Synthesis of the Falcon (Edison) report, distinguishing CONFIRMS / NEW / PROVISIONAL relative to the existing review. PMIDs resolved via PubMed.

- CONFIRMS (E3 adaptor / S100A6 / beta-catenin axis): Lee et al. 2008 NMR/ITC structure of the S100A6–SIP(189–219) complex confirms strictly Ca2+-dependent S100A6 binding to the C-terminal SGS region and frames SIP as a scaffold in an SCF-like (SCF-TBL1) E3 module linking Siah-1 (E2-recruiting) to Skp1–TBL1 (substrate-recruiting). Domain architecture: N-terminal helical-hairpin (M1–N78), central CS/p23-like (Y79–K177), C-terminal SGS (E178–F229) that folds upon S100A6 binding. [PMID:18803400 "the minimal S100A6 binding region in SIP was mapped to a 31-residue fragment (Ser189-Arg219)"; "a mode of binding to S100A6 that has not previously been observed"]. This complements the existing PMID:16085652 Siah1-assembly structure and our note that the complex is a non-cullin Siah1-based RING E3, not a canonical SCF.

- NEW (S100A6 antagonizes the anti-beta-catenin/growth-suppressive function in gastric cancer): Ning et al. 2012 — overexpressed CacyBP/SIP inhibits MKN45 gastric cancer proliferation/tumorigenesis (in vitro + xenograft); a mutant lacking the S100-binding domain (ΔS100) suppresses growth even more strongly, and S100 binding negatively regulates this via beta-catenin protein level and Tcf/LEF transcription; effect is proteasome-dependent (MG132-reversible). [PMID:22295074 "S100 proteins negatively regulate CacyBP/SIP-mediated inhibition of gastric cancer cell proliferation, through an effect on beta-catenin protein expression and transcriptional activation of Tcf/LEF"]. Adds a regulatory logic (S100A6 = negative regulator) and a domain map consistent with our adaptor model. Does not change existing annotation actions.

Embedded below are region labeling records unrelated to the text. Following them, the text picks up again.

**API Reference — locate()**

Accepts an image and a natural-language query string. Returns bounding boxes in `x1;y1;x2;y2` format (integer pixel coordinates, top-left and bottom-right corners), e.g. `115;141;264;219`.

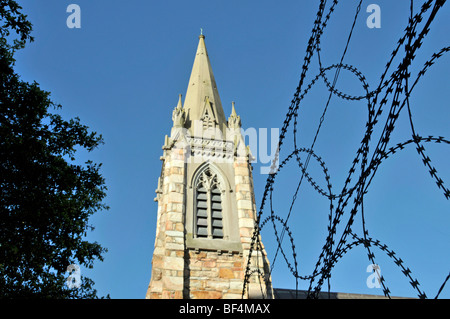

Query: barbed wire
242;0;450;298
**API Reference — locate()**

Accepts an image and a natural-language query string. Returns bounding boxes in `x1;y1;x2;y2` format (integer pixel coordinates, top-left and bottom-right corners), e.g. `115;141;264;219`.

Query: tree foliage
0;0;108;298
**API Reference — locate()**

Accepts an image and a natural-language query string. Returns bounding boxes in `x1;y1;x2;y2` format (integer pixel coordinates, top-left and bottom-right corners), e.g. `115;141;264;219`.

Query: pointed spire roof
184;34;227;129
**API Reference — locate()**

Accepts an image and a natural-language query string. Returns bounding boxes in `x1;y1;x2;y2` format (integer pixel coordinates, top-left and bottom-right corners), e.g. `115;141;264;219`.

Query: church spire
184;34;227;134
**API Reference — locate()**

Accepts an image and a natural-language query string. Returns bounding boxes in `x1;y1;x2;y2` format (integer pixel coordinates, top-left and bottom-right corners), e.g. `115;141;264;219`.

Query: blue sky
12;0;450;298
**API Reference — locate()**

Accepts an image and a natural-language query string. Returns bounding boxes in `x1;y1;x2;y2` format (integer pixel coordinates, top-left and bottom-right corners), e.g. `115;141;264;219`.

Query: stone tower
146;35;273;299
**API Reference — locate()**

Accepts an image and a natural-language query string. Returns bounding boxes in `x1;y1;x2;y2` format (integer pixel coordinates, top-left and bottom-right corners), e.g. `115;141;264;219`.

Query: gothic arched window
194;166;224;239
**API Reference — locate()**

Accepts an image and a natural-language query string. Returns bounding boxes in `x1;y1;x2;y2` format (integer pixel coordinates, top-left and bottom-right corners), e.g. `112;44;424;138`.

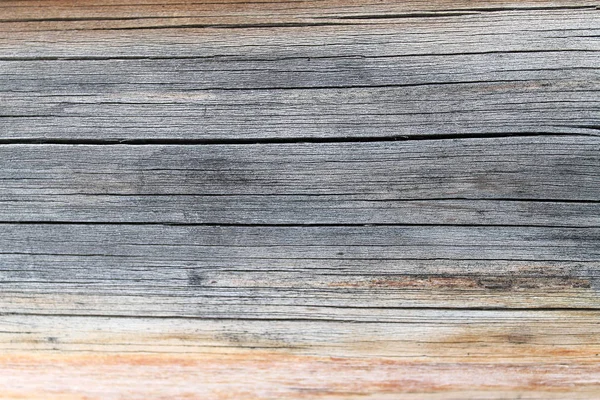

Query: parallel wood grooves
0;0;600;400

- NEW (SUMOylation at Lys16; cytoplasmic SUMO-conjugate): Wasik & Filipek 2013 — CacyBP/SIP binds the SUMO E2 Ubc9 and is SUMO1-modified; K16R abolishes modification; atypically, the SUMO-conjugated form is enriched in the cytoplasmic, not nuclear, fraction (in murine NB2a neuroblastoma cells). [PMID:24078263 "lysine 16 is the residue which undergoes sumoylation"; "sumoylated CacyBP/SIP is present in the cytoplasmic and not in the nuclear fraction"]. NEW PTM not previously in review; rodent cell system, so treat as a regulatory-mechanism lead, not a basis for a new human GO annotation.

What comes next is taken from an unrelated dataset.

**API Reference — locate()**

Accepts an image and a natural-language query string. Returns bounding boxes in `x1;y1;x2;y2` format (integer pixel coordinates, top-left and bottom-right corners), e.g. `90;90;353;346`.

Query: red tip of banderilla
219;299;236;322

- PROVISIONAL / review-sourced (ERK1/2 phosphatase + PTM regulation): Filipek & Leśniak 2018 review and Wasik & Filipek 2013 report CacyBP/SIP phosphatase activity toward ERK1/2 (lowering Elk-1 phosphorylation), with activity tuned by PKC phosphorylation at Ser22/Thr23 and CKII phosphorylation at Thr184, and Ca2+/S100A6 inhibiting Thr184 phosphorylation. This is a potentially distinct molecular function (protein phosphatase / MAPK phosphatase activity) beyond the E3-adaptor role, but the primary phosphatase papers were NOT retrievable in this run and it is largely review-summarized — flag as PROVISIONAL; do NOT add a phosphatase GO annotation without primary verification. Recorded as a suggested question/experiment.

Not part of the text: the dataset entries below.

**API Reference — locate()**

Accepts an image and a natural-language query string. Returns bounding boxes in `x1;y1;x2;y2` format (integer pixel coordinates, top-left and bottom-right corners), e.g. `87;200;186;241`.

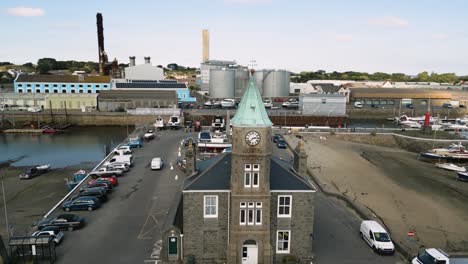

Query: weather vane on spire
247;60;257;76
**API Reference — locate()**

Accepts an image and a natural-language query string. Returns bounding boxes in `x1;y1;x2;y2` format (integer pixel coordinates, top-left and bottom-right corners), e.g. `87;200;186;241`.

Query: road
57;131;187;264
273;139;406;264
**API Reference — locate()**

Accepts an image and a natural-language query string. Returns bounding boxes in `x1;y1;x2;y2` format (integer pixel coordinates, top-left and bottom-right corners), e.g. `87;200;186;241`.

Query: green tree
37;58;57;73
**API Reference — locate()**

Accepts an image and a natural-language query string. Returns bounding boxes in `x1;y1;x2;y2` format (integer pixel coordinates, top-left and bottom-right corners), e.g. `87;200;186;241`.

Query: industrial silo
234;69;249;97
262;70;290;97
253;70;265;96
210;69;236;98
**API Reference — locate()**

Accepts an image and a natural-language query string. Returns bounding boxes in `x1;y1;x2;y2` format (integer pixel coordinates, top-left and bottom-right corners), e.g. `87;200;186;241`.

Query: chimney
128;56;135;67
294;138;307;178
202;29;210;62
185;141;197;176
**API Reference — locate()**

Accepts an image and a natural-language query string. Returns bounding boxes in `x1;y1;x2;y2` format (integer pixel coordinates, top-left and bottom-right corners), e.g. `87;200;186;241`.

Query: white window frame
277;195;292;218
276;230;291;254
203;195;218;218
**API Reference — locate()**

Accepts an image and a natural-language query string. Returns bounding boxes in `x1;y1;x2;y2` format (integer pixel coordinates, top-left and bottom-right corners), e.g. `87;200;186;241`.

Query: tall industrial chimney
202;29;210;62
96;13;107;75
145;57;151;64
129;56;135;67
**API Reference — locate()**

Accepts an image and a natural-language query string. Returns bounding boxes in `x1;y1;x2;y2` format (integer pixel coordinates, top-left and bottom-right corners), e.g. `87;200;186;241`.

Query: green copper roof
231;77;273;127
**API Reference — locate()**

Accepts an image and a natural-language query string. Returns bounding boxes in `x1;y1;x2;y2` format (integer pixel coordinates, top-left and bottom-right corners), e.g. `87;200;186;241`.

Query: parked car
273;134;283;143
62;196;101;212
359;220;395;254
31;226;64;245
35;214;85;231
406;104;414;109
127;140;143;148
151;158;164;170
78;188;107;203
276;138;287;148
88;176;119;186
442;103;453;108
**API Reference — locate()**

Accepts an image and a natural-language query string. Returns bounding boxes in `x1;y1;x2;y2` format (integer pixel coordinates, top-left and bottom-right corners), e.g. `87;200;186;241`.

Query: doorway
242;240;258;264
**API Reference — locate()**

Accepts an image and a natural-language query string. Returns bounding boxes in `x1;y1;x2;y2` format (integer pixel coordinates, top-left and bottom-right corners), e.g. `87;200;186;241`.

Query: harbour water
0;126;129;168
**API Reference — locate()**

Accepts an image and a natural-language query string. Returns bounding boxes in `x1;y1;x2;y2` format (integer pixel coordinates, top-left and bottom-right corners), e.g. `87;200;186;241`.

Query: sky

- PROVISIONAL / review-sourced (stress, nucleolar NPM1 role, regulated translocation): Reviews state CacyBP/SIP relocalizes to perinuclear/nuclear compartments on Ca2+ increase, retinoic acid, or oxidative stress; protein levels rise ~40–50% under H2O2/radicicol; required to maintain NPM1 abundance and nucleolar integrity under oxidative stress (NB2a). Consistent with our accepted nuclear/cytoplasmic localization but adds a stress-response/nucleolar angle. PROVISIONAL (review-level, rodent system) — not used to alter annotations.

- NEW context, low weight for GO (pan-cancer biomarker): Mo et al. 2024 — integrative TCGA/GTEx analysis (18,787 samples) finds CACYBP dysregulated across cancers (up in 14, down in 6), prognostic in 13, AUC>0.8 in 15/21 (overall AUC 0.95), with TMB/MSI/immune-infiltration associations and Western-blot validation in 6 paired LUAD. [PMID:38322570]. Bioinformatic/translational biomarker evidence; does not establish a mechanistic GO function and is not used to add annotations.

Attribution: PMIDs for Lee 2008 (PMID:18803400), Ning 2012 (PMID:22295074), Wasik 2013 (PMID:24078263), Mo 2024 (PMID:38322570) verified via PubMed (DOIs 10.1021/bi801233z, 10.1371/journal.pone.0030185, 10.1007/s11064-013-1155-4, 10.62347/OWVW7440).